Mr. Maxner told The Times Monday he was the target of bottles, water balloons, and profanities. He said he was not surprised that his message was not well received. “It was the viciousness of the abuse and attacks that surprised me,” Mr. Maxner said.

Mr. Maxner said he did not report people throwing objects at him to police or harbor officials because he had no way to communicate with the shore.

In and of itself, the shark tournament was problem-free, Oak Bluffs police lieutenant Tim Williamson told The Times. But that was not the case in town.

Whether weekend revelers were in town to watch the tournament, join the Portuguese-American Club feast celebration, or just party on a summer weekend, Oak Bluffs was a busy, busy place. Police reported an unusually high number of arrests.

On the fishing side of the ledger, the tournament reported a total of nine fish brought to the dock that met the minimum weight limits.
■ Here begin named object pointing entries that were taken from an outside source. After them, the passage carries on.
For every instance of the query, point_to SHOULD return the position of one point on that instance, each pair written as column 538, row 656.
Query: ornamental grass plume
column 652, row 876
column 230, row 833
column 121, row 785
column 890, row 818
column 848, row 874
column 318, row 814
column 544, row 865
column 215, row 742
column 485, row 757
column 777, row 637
The winning boat, with captain David Dion, a Massachusetts native who works in Texas, at the helm, weighed in a 447-pound porbeagle to take the $20,000 tournament prize by one pound.

Matthew Tiano of Bedford, captain of the Island Rose, weighed in a 446-pound thresher to take second place.

He was followed by Sea Cog (Ed Coggeshall of Buzzards Bay) with a 440-pound porbeagle; Indian Princess (Robert Sylvester Jr.) with a 411-pound mako; and Ocean Runner (Rick Flannery of Green Harbor) with a 403-pound thresher.

The tournament held its awards dinner at the Island House. Smoke and Bones provided the dinner. “They did a great job,” Mr. James said.